Big growth drivers for the sector
The big growth between 2020 and 2025 is likely to be driven by an average growth of 15% CAGR in the user industries. In addition, there is a huge opportunity for exports across the Western world and that also offers an export opportunity for these companies. Globally, the specialty chemicals business is transforming the way pharma sector changed some 4 decades ago. The sector is becoming more cost conscious and hence is showing a predilection towards generics. India has the right manpower, skills and the low costs to make the best of this global opportunity.

China factor is making a huge difference
Even before the COVID-19 pandemic and the disruptions in Chinese supply chains, the output of specialty chemicals had substantially contracted in China. Implementation of stringent environment protection regulations ensured that regulators clamped down heavily on chemical manufacturers in China. This opened up a huge window of opportunity for Indian companies which could partially match the scale required globally. That has been a driving factor for Indian specialty chemical companies in the last 3 years. Going ahead, the COVID-19 impact in the chemical hubs of China and scepticism of global economies about Chinese products is likely to be a big boost for Indian specialty chemical companies.

Specialty chemical prices remain buoyant
Chemical prices in the international market have remained buoyant in the last couple of years. The Chinese government clamped down heavily on small chemical companies for flouting environment norms and that resulted in a shortfall in the market and higher prices. Now Trump is again talking about imposing tariffs on China as a response to COVID-19 and that will again keep the global specialty chemical markets undersupplied. With supply chains still disrupted, the supply of specialty chemicals is getting constrained but the demand from user industries like paints, detergents, toiletries and cosmetics continues to be robust. That demand supply gap is also expected to favour Indian specialty chemical companies.

Big shift of specialty chemicals to organized segment
Back in 2014, out of the 700 chemical companies in India the top 20 companies account for 48% of the output with the balance 680 companies accounting for 52%. The shift has more towards the organised sector post demonetization and the GST launch. But the trend will get accentuated post COVID-19 as smaller units will find it hard to source finance, materials and labour. The shift to organized segment will mean better control over supply and price. That is likely to favour the listed speciality chemicals players.

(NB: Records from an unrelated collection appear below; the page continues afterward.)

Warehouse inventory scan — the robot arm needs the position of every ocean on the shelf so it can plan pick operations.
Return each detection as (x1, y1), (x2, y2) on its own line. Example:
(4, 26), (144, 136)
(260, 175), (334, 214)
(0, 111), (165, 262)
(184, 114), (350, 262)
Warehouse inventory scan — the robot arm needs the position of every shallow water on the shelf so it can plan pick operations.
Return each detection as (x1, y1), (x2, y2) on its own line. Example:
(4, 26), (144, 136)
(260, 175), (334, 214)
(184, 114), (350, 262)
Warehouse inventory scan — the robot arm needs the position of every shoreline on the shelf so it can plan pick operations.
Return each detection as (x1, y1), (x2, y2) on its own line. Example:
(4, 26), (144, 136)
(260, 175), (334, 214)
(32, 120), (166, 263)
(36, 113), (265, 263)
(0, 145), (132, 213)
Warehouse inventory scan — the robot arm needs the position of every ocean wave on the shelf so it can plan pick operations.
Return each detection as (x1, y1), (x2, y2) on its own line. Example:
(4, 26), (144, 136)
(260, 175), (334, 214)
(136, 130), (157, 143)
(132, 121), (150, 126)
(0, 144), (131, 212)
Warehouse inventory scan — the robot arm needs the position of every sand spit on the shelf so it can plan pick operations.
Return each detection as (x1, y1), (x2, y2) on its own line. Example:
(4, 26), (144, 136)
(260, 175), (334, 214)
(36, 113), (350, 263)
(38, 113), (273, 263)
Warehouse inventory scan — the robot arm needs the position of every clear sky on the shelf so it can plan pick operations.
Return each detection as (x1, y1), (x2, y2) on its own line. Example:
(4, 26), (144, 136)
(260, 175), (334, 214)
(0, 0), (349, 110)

Economies of scale may be finally happening
McKinsey estimates that India’s specialty chemicals market could be closer to $100 billion by the year 2025. That would make the Indian market larger than Japan and South East Asia. It will be half the size of China and also half the size of the US and the EU. That would open up a huge window of opportunity for specialty chemical companies in India. And chemical companies are already building scale via expansion plans.

Nearly 60% of the specialty market is dominated by just 5 segments; paints & coatings, dyes & pigments, agrochemicals, specialty polymers and plastic additives. These are also the segments likely to see the biggest demand traction as India and the world recovers from COVID-19. The only concern could be stricter environment regulation and rich valuations. But, as we have seen in the past, when growth is buoyant valuations normally don’t matter too much!